The stock market is volatile, dragging share prices down across the board. But don't let that become an excuse; some stocks are falling for a reason.
That might include coffee chain Starbucks (SBUX -1.23%); its share prices have fallen nearly 40% from highs over the past year.
There's no arguing the brand power that Starbucks has, but investors should keep an eye on these two potential problems for the company.
1. Leadership uncertainty
Starbucks is a multidecade growth story, but it isn't without ups and downs. Howard Schultz took over the company in the late 1980s when there were just 20 stores, and he grew the company into a juggernaut with 2,500 locations when he first stepped down in 2000.
However, he returned to the role during the financial crisis in 2008 to rescue the company and lead it to its next growth phase before stepping down again in 2017.
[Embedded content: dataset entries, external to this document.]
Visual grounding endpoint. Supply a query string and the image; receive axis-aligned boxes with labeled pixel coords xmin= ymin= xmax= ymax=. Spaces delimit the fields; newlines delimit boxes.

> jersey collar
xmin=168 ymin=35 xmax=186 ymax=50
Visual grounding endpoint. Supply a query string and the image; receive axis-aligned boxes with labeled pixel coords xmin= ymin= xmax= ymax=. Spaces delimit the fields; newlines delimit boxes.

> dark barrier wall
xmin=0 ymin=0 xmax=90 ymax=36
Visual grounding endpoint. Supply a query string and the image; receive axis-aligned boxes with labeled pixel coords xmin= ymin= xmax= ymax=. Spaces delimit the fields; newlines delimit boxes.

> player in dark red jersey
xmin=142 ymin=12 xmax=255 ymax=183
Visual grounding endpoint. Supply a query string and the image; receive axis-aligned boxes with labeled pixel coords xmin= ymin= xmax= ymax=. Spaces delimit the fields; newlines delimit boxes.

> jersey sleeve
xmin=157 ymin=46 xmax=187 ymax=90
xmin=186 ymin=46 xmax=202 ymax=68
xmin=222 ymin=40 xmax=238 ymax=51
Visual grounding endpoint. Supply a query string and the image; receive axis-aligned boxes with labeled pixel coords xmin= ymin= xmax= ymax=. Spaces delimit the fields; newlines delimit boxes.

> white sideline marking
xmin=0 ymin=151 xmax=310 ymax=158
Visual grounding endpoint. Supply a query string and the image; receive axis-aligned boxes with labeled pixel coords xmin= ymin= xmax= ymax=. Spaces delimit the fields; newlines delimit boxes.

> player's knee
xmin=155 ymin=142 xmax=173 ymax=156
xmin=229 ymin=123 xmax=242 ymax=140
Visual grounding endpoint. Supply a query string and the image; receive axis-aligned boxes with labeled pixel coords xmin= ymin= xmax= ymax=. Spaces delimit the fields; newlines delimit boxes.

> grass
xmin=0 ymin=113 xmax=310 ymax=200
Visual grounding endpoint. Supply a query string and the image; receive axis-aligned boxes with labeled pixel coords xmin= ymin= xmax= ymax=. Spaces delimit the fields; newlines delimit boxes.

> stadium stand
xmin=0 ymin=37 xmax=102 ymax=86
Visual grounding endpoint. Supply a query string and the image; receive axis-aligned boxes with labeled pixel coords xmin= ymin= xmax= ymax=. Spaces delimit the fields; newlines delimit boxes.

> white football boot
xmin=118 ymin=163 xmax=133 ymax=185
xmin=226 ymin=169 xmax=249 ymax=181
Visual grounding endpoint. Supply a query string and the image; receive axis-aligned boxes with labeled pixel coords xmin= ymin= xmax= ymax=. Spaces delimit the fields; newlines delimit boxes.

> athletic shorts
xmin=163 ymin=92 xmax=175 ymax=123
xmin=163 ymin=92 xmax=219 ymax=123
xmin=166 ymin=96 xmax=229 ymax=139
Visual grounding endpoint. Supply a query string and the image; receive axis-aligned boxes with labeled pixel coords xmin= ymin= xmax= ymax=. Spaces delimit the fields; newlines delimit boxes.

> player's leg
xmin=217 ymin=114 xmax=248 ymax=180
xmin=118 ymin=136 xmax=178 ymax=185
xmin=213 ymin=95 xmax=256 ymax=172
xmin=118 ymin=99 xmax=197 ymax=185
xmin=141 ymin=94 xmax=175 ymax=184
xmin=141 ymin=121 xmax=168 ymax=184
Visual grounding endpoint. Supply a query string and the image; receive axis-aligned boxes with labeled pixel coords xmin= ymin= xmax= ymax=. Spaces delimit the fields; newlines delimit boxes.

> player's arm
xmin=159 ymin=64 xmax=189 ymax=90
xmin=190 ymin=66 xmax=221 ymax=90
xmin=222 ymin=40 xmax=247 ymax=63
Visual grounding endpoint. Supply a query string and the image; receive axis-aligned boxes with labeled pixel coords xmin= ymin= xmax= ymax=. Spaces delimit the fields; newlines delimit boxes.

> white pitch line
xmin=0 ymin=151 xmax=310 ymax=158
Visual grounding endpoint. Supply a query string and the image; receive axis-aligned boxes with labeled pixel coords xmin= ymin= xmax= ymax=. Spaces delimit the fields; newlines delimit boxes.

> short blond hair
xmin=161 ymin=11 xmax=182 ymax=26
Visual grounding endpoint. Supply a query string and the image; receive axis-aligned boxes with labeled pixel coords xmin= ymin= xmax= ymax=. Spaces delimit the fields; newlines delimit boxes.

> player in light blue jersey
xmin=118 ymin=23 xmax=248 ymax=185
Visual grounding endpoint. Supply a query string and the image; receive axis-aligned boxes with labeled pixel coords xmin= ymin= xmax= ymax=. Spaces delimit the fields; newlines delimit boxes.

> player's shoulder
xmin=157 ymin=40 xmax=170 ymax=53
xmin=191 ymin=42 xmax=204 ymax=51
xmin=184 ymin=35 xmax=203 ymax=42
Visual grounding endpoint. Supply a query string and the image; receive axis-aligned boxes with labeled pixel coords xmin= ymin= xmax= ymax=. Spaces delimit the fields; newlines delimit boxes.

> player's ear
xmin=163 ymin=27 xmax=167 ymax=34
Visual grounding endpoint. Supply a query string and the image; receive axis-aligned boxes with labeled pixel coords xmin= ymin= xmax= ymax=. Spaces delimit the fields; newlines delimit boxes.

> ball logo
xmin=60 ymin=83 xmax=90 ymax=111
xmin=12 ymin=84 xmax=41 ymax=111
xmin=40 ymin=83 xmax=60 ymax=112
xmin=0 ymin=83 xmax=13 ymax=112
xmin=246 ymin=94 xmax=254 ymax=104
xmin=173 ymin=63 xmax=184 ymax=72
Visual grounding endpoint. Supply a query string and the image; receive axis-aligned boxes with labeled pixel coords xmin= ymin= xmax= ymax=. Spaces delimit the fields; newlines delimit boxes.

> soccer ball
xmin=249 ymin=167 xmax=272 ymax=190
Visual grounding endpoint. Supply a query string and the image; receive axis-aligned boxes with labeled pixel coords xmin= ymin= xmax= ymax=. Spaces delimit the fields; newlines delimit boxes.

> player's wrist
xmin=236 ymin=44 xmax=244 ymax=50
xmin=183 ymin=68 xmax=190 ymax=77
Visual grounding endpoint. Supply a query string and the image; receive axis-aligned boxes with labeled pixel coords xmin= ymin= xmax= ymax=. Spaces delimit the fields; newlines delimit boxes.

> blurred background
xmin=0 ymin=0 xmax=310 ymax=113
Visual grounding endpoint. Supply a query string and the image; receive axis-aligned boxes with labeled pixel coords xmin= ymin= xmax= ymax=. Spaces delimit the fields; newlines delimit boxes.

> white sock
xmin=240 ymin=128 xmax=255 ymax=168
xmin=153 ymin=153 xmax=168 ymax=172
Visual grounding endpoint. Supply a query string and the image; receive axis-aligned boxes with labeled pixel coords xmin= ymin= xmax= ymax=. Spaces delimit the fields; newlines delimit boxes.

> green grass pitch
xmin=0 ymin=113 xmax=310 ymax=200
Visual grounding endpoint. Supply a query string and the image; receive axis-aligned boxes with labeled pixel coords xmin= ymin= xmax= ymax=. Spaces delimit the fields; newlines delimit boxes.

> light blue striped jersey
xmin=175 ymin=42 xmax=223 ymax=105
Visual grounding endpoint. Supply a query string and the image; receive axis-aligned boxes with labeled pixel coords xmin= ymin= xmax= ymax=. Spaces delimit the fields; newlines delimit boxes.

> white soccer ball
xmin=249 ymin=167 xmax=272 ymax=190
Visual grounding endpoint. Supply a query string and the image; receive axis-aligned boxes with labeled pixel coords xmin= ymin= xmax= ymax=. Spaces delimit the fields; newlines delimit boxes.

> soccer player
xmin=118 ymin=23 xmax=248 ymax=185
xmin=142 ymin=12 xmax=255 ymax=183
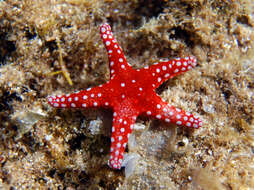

After former CEO Kevin Johnson left the position this past April, Schultz was again thrust back into the CEO role. Starbucks is looking for its next CEO while Schultz serves in the interim.
He's been there every time Starbucks has run into trouble over the decades, but Schultz is now 68, and there might not be much time left for him to lead the company.
Investors will soon have unproven leadership at Starbucks. The restaurant business is notoriously competitive, and while Starbucks is a powerful brand that might function just fine without Schultz, it's an unknown right now. Uncertainty is frowned upon in bear markets.
2. Unions are gaining momentum
The mounting problem of labor unions is adding more questions for investors to ponder. Roughly 70 stores have unionized across 25 states, with 225 more petitioning for votes just six months after the first store, a location in New York, became the first to form a union.
Unions can dramatically increase business operating costs; union members cost companies 40% more than non-union workers in 2021, according to Statista.
Howard Schultz has campaigned and met with Starbucks workers to try to discourage unionization. The next CEO will have to deal with this challenge, potentially as it swells to a head.
Such an increase in operating costs across the company could force dramatic price increases and could put Starbucks at a disadvantage against non-unionized competitors.
Here's the bottom line
No company goes decades without challenges; it's the businesses that overcome adversity that become great long-term investments, and Starbucks has answered the bell before.
The stock's decline has put shares at a price-to-earnings ratio (P/E) of 20, well below its median P/E of 30 over the past decade.
A bear market will contribute to that, but Starbucks' drop seems to go beyond Wall Street. Starbucks could navigate these rough waters, come out stronger than ever, and reward investors with excellent returns from a depressed valuation.
But these things could take time to settle, and Starbucks could remain a volatile stock in the meantime. Don't hurry to buy shares; patience could pay in this situation. If you're worried about missing out, a dollar-cost averaging strategy is something I like; you build a position slowly with multiple purchases, making sure you don't buy at the top or the bottom but a blended average over time.